Elle n’est pas facile à capter, Molly… Après plusieurs rendez-vous manqués et une grippe de mon côté, nous parvenons enfin à discuter ensemble un dimanche après-midi. J’ai la gueule de bois et un goût de cendrier dans la bouche. Mal assurée, je tente de briser la glace en lui demandant de se présenter en quelques mots. « Dans la vie, je me présente comme une nana lambda de 22 ans. Sur les réseaux, je me définis comme une meuf qui a fait des trucs. » Un ange passe. Comment rebondir sans prononcer le mot ? Je remue nerveusement ma cuillère dans mon thé à la cannelle et, penaude, je me lance : « Des trucs ? Tu parles uniquement du porno ou d’autres projets que tu aurais pu accomplir ? »

Elle répond, le plus naturellement du monde : « Côté vie publique, je n’ai rien fait en dehors du secteur de la pornographie. Mais ça ne saurait tarder ! » Une question me brûle les lèvres. Lorsqu’on lit Molly sur Twitter ou Instagram, les mots « féminisme » ou « militantisme » peuvent surgir à l’esprit. Question sensible en ces temps troublés où le moindre écart sur la thématique peut, d’un cruel revers de bâton, avoir des conséquences funestes. Ma crédulité semble quelque peu amuser mon interlocutrice. « Sur mes profils, tu as l’impression que je me revendique comme militante ?! » Je me sens soudainement très bête. Elle enchaîne avec sagesse : « En vrai, je suis une féministe pro sexe. Et ce terme ne se conjugue avec aucun extrémisme. » Je lui demande de développer. C’est alors que Molly devient bavarde…

J’ai ma propre vision du féminisme, mes propres intérêts et parfois même, mes propres contradictions.

Plus que militante, Molly revendique simplement sa vision des choses. « Je pars du principe que le féminisme diffère selon les personnes, leur vécu et comment ils le ressentent. J’ai ma propre définition du féminisme, mes propres intérêts et parfois même, mes propres contradictions. » Et cette définition si personnelle résonne comme le bon sens : « Selon moi, être féministe, c’est faire ce que l’on veut de son corps. Pouvoir s’adonner à des pratiques extrêmes, sans forcément être taxée de victime ou de meuf paumée. » Pourtant, Molly reste lucide. « Le porno mainstream brasse énormément de préjugés. Qu’on se le dise honnêtement ; cette pornographie est fondée sur des fantasmes masculins particulièrement dégradants. Un autre problème vient aussi du fait que certains consommateurs n’arrivent pas à faire la différence entre la réalité et les vidéos X. »

Molly Saint-Rose

De combats, l’actrice n’en est pas pour autant dépourvue. Avec son franc parlé, elle s’insurge avant tout pour des droits et une réforme de l’industrie. « Mon féminisme, c’est pouvoir être pute, actrice X, camgirl, dominatrice… sans pour autant se voir stigmatisée. C’est avant tout espérer qu’une actrice X, dans un pays relativement abolitionniste et hypocrite, ait une couverture sociale et travaille dans des conditions appropriées. » Je sirote mon thé bruyamment. Compte-tenu de la tendance condom free, omniprésente dans le porno professionnel, comme dans le porno amateur, je n’ose pas l’interroger sur les risques de MST. Dieu merci, elle prend les devants : « Le corps médical doit s’associer avec le métier. Aux États-Unis, lorsque tu fais un prélèvement, les résultats des tests apparaissent sur un site que tout le monde peut consulter. En France, tu dois te démener pour avoir une ordonnance et obtenir les résultats rapidement. » Aucun encadrement dans une industrie pourtant légale donc. Me voilà rassurée (sic).

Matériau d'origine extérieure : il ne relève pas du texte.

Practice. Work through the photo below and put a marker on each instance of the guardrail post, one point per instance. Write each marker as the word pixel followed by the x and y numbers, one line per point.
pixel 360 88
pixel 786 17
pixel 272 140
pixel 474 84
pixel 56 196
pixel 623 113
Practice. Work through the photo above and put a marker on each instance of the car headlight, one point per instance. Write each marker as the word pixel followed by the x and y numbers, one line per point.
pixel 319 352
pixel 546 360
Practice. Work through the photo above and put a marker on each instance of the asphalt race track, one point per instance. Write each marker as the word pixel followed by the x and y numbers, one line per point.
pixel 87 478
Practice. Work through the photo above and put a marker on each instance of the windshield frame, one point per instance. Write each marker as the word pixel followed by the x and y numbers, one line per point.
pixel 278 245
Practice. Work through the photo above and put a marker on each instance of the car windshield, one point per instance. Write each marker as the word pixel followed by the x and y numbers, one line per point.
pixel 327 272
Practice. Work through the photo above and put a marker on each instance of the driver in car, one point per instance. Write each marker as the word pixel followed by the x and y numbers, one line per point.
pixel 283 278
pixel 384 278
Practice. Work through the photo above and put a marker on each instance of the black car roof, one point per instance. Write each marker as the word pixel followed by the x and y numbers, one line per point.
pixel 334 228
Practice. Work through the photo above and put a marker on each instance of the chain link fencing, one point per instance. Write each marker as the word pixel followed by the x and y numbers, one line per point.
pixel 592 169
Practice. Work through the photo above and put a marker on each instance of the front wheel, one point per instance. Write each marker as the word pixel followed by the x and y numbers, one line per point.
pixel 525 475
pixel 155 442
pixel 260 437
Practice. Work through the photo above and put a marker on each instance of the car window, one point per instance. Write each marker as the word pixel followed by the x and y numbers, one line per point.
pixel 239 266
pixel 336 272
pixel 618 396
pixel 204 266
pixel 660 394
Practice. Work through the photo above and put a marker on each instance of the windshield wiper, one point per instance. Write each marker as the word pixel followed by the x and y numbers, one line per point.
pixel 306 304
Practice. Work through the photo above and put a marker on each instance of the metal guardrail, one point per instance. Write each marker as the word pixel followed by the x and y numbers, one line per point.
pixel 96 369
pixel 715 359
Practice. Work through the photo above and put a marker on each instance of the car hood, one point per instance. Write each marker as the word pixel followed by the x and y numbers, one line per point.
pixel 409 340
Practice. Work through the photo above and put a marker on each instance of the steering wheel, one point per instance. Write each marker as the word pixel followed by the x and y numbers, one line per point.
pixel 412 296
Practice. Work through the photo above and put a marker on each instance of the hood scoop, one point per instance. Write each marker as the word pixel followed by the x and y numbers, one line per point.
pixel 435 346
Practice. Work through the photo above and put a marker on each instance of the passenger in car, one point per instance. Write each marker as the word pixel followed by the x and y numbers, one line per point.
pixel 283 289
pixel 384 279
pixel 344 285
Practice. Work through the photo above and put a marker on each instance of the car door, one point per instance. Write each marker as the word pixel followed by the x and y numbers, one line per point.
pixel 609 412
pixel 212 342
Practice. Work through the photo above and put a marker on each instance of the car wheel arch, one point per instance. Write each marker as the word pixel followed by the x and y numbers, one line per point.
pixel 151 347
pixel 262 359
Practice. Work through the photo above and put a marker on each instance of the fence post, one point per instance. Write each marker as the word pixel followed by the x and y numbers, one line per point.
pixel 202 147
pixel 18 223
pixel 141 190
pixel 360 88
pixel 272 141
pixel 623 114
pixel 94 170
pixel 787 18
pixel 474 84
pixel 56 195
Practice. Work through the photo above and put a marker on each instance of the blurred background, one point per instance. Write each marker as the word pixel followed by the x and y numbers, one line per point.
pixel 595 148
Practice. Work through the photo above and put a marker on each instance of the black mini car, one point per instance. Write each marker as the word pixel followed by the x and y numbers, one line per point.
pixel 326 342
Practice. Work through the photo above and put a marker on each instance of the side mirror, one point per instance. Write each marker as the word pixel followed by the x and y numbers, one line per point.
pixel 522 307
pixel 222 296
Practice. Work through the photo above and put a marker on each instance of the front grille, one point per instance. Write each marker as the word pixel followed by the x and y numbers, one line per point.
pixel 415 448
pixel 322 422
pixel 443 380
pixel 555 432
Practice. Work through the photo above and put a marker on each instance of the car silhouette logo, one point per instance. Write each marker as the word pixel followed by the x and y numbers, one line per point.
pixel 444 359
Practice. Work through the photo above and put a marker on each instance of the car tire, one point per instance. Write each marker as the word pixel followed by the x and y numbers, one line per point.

Au-delà des corps, Molly s’inquiète aussi pour les esprits. « Les acteurs et les actrices devraient pouvoir bénéficier d’un soutien, d’une écoute, lorsque ça ne va pas. En 2016, on a encore déploré deux cas de suicide. » Le fantôme de Karen Lancaume plane soudain sur notre conversation. Malgré son suicide très médiatisé en 2005 et ses nombreux cris d’alerte, quatorze ans plus tard, rien ne semble avoir bougé. Sa seule évocation semble attrister Molly. Néanmoins, de sa courte mais remarquée carrière dans l’industrie du X, elle assure ne rien regretter. « Si l’on me reconnaît dans la rue, je réponds que oui, c’est bien moi, Molly Saint-Rose. Avec un grand sourire. Je ne vais certainement pas me cacher et je ne me sens absolument pas honteuse, même s’il est certain que je n’évoque pas nécessairement ce passé en société. »

Si l’on me reconnaît dans la rue, je réponds que oui, c’est bien moi, Molly Saint-Rose. Avec un grand sourire.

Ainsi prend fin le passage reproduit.